New leadership expected to announce changes to rule in coming days

Joseph Alcoff Mugshot / Philadelphia Police Department
February 6, 2019

The previous leadership of the Consumer Financial Protection Bureau worked closely on its payday lending rule with a top official at a liberal advocacy group who was secretly working double-time as a violent Antifa leader.

Records show that former CFPB director Richard Cordray had multiple meetings with Jose Alcoff, the top liaison to the CFPB on the issue of payday lending for liberal advocacy group Americans for Financial Reform.

The meetings between Cordray and Alcoff occurred in 2016 and 2017, before the Daily Caller exposed last December that he had been using alternate identities to promote radical economic theories and participate in movements such as Occupy Wall Street and Antifa.
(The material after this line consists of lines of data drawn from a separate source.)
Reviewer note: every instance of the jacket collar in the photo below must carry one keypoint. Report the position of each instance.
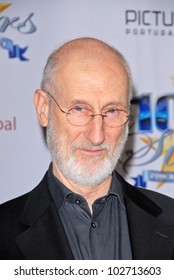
(45, 238)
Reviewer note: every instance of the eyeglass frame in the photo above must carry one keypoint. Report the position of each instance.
(129, 117)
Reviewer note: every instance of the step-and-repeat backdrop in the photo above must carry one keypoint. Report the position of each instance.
(142, 30)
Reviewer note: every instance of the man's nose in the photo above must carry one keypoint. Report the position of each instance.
(95, 130)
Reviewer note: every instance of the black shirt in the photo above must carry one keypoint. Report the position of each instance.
(101, 235)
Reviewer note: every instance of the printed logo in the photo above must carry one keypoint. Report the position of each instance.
(147, 22)
(25, 27)
(8, 125)
(152, 149)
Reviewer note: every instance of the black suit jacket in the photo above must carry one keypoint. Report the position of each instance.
(30, 227)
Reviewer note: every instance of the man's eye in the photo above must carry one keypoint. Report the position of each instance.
(78, 108)
(112, 110)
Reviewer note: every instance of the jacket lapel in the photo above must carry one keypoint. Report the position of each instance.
(150, 237)
(45, 237)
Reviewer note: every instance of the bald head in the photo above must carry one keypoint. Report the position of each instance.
(86, 52)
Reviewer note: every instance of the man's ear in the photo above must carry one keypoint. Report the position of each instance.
(41, 102)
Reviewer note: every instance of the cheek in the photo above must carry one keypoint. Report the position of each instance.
(112, 136)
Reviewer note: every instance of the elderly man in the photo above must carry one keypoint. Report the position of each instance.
(83, 209)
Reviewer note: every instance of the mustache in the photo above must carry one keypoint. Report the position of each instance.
(90, 146)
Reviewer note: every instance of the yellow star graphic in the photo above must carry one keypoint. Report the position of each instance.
(4, 6)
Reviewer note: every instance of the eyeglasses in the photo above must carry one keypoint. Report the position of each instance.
(81, 115)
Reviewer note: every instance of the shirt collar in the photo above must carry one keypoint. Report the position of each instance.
(59, 191)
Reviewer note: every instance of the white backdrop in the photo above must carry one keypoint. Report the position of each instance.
(142, 30)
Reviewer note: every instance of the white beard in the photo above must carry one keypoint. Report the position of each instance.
(93, 171)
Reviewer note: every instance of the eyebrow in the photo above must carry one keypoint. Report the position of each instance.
(116, 103)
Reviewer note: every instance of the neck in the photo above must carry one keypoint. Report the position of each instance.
(90, 193)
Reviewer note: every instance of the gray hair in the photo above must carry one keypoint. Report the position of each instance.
(48, 76)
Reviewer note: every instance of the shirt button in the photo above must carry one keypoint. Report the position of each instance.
(93, 225)
(77, 201)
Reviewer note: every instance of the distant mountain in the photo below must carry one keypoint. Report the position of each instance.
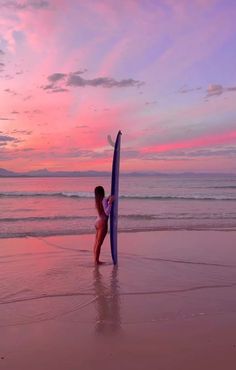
(6, 173)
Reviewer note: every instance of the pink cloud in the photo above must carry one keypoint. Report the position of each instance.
(204, 141)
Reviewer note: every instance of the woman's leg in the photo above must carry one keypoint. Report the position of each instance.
(100, 236)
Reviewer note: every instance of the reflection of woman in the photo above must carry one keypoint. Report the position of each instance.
(108, 304)
(103, 206)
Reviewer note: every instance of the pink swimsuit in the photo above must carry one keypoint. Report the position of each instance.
(107, 209)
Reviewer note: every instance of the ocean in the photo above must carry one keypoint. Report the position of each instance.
(65, 206)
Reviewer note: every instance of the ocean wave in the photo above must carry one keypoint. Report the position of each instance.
(128, 217)
(87, 195)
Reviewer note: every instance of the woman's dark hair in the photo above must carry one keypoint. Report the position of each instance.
(99, 195)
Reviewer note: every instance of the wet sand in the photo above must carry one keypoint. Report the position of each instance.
(170, 303)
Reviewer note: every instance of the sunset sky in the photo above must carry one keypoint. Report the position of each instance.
(74, 72)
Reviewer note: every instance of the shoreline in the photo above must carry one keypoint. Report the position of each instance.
(133, 231)
(169, 304)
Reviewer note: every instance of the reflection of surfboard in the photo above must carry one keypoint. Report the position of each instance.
(115, 193)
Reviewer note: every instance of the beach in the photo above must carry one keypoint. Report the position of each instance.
(169, 304)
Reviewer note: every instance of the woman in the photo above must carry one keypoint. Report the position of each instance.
(103, 206)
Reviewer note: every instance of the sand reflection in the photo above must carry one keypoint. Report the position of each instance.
(108, 301)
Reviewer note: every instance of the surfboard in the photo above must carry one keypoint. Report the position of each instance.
(115, 193)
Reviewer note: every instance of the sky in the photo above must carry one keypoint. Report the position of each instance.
(161, 71)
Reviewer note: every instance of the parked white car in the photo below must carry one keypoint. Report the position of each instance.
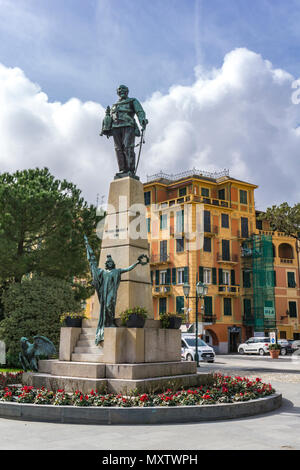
(256, 345)
(188, 349)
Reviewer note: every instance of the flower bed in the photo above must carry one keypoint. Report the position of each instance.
(225, 389)
(7, 378)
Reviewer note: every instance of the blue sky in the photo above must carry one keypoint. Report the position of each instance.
(214, 76)
(84, 48)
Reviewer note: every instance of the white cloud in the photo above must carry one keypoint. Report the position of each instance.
(239, 117)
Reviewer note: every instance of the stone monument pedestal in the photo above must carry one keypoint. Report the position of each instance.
(144, 359)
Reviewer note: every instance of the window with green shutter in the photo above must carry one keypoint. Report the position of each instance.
(162, 305)
(182, 192)
(247, 307)
(214, 275)
(246, 279)
(207, 225)
(221, 194)
(180, 221)
(207, 244)
(291, 279)
(163, 221)
(208, 305)
(179, 245)
(147, 198)
(225, 250)
(180, 304)
(225, 220)
(227, 307)
(243, 197)
(293, 309)
(244, 227)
The investigation ultimately led to Alcoff's arrest for his involvement in a racially charged January assault by Antifa on two Marines in Philadelphia.
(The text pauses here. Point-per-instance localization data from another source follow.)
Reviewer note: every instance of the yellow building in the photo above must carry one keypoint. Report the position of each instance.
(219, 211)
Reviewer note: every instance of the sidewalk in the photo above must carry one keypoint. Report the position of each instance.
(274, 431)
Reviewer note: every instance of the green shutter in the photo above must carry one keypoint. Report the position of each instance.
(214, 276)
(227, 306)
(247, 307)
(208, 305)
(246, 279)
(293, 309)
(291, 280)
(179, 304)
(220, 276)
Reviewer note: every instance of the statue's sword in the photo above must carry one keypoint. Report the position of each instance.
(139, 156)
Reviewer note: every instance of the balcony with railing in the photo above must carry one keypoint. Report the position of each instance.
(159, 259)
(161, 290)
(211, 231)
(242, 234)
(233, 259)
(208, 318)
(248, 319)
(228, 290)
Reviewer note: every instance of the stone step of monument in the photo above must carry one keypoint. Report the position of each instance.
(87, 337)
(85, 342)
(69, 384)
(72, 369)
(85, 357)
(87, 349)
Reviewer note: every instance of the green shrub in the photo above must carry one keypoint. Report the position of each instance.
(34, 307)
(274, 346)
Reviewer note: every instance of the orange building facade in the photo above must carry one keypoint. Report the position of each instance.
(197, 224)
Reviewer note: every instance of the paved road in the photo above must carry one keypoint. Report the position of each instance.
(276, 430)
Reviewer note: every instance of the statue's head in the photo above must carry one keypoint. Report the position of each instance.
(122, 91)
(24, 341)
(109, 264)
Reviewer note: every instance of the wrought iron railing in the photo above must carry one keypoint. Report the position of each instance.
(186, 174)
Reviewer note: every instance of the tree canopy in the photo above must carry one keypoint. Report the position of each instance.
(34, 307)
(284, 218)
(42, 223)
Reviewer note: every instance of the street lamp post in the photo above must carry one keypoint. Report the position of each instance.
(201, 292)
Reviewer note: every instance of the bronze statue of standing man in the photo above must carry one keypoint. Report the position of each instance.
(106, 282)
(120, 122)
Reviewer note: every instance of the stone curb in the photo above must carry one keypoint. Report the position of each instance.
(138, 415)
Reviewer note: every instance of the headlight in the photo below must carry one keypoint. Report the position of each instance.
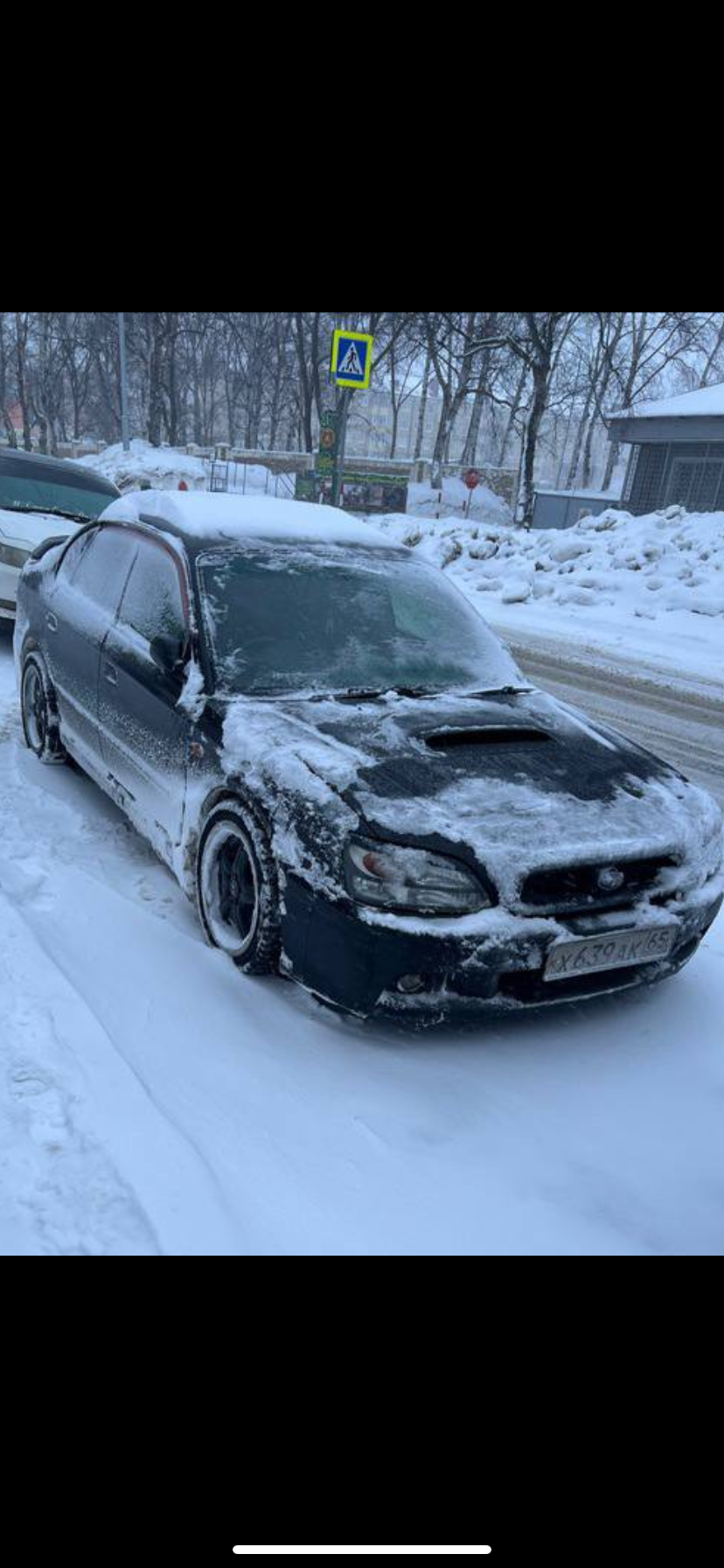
(397, 878)
(10, 556)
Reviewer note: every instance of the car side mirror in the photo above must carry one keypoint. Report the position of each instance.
(168, 653)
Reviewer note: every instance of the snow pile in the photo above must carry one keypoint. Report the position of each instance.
(455, 499)
(162, 467)
(643, 566)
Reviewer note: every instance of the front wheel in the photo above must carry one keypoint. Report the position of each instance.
(237, 888)
(39, 718)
Alcoff hid these activities from his work with Americans for Financial Reform, which had the ear of Cordray during his work to regulate the payday loan industry. Alcoff was working as payday campaign manager for the group and had at least three recorded meetings with Cordray during the crafting of the CFPB's payday lending rule.

Cordray met with Alcoff and other liberal activists first in August 2016, according to CFPB records. They met again twice in 2017, in March and then in May. The CFPB finalized the payday lending rule in October 2017.

Reached for comment on the extent of Alcoff's involvement in its work with the CFPB, Americans for Financial Reform said only that Alcoff no longer works for the group.

"As of December, Mr. Alcoff no longer works for AFR," said a spokesman. The group will not say whether Alcoff was fired.

Alcoff continued to work on the issue for Americans for Financial Reform through most of 2018 and often criticized the CFPB's actions under the new leadership of Mick Mulvaney, who took the reins a month after the payday lending rule was finalized.

After Mulvaney announced the CFPB would be reworking the payday lending rule, Alcoff slammed the decision on behalf of Americans for Financial Reform.

"The consumer bureau used to be a great agency dedicated to enforcing the law and protecting consumers, is now to putting predatory lenders ahead of the law and its mission with this attempt to gut consumer protections," Alcoff said in an Oct. 26, 2018, press release. "Mulvaney's CFPB now wants to wipe out a simple, common-sense requirement that lenders ought to examine a borrower's creditworthiness before making a loan that too often becomes a debt trap for the most vulnerable consumers."

The CFPB declined to comment on Alcoff's involvement in the drafting of the original law.

The revamped payday lending rule is expected to be released this week.